Sorrisi ed Eddie in un balzo mi raggiunse dietro il bancone.
Ecco che ricominciavano le scosse elettriche per tutto il mio corpo.
<Stai ascoltando i Joy Division?>
<Sì, ora non dirmi che anche questi ti fanno schifo che ti caccio via!>
<No, no, sono forti, amo Ian Curtis.>
<Penso che Ian sia la mia passione segreta. Love will tear us apart mi lacera l'anima. Credo che sia la canzone più vera mai scritta sull'amore.> rivelai.
<A 17 anni eleggi come canzone sull'amore una che dice che l'amore ci farà a pezzi?>
<Non è forse così? Per la mia esperienza non c'è niente di più vero.> affermai con rammarico.

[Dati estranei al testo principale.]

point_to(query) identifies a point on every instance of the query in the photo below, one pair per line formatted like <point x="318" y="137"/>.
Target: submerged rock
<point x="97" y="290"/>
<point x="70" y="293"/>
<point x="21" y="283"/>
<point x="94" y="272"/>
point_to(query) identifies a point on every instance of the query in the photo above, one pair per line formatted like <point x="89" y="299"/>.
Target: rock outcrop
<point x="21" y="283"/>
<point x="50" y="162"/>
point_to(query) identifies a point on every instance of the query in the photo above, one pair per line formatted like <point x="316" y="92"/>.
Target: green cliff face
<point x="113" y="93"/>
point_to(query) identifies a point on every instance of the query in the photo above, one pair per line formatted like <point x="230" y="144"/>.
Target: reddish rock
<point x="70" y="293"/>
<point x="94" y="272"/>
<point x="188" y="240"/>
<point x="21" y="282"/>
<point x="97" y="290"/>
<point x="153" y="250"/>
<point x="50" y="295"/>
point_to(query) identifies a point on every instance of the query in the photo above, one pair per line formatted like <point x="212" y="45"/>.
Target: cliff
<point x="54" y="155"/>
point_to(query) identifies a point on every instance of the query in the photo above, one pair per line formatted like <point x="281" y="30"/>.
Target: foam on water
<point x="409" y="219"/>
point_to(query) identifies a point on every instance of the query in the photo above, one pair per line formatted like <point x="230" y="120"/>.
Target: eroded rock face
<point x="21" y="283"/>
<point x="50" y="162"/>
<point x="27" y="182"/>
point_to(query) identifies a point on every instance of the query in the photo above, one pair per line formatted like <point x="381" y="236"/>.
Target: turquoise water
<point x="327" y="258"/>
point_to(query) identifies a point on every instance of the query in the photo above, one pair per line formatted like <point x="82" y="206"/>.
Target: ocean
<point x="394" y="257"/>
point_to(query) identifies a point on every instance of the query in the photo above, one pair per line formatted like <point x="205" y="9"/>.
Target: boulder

<Lo dici per come è andata tra i tuoi?>
<Già.> sospirai. <Allora come sono andate le prove oggi?> cercai di cambiare discorso.

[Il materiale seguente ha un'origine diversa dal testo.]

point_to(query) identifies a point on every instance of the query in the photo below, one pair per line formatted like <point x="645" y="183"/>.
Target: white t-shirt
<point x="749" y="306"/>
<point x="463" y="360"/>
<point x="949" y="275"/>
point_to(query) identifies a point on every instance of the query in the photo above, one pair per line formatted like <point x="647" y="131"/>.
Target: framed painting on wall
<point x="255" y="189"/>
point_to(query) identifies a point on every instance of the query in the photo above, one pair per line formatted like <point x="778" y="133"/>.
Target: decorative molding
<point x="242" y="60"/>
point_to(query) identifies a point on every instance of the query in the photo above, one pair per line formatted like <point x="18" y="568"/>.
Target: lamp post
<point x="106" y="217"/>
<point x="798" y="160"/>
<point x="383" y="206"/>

<Non male, ma i ragazzi sono un po' agitati, credo che abbiano bisogno di provare un po' di più. Più tardi ritorno da Gareth, infatti.>
<Li spremi per benino, eh? Cavolo, Munson, sei un vero nazista della musica.> sorrise.
<No, sono un perfezionista, perciò ho scelto la migliore roadie del mondo.> e dicendomi queste parole si avvicinò in maniera abbastanza preoccupante.
<Sì, che se non si sbriga a chiudere il negozio, sarà anche l'unico lavoro che avrà per cui viene pagata con erba, tra l'altro.> svicolai e lui mi fece un sorriso sghembo.
<Ti do una mano a sistemare allora.>
Stare in negozio con lui era piacevole come stare con Robin e Steve, ma con lui potevamo scambiarci tantissime idee e opinioni sulla musica – ad esempio, scoprii che il suo amore proibito (e non avrei dovuto raccontarlo a nessuno) era Starman di Bowie.
Io invece gli raccontai del mio amore per le band inglesi e ricevetti in cambio bruttissime occhiate da parte sua.
<Non puoi tradire la tua patria, con la nazione che ci ha schiavizzato per secoli!>
<Tu sei malato, Eddie Munson!> ridacchiai.
<E poi scusa, i Beatles hanno fatto la storia della musica, è dallo U.K. che è nato tutto.> e misi un dito davanti alla bocca come a zittirlo, 'shhhhhhh'.
<Mmmmm... forse.> mi fece la linguaccia.
Stemmo nel negozio più del dovuto, quando mi resi conto che erano quasi le otto.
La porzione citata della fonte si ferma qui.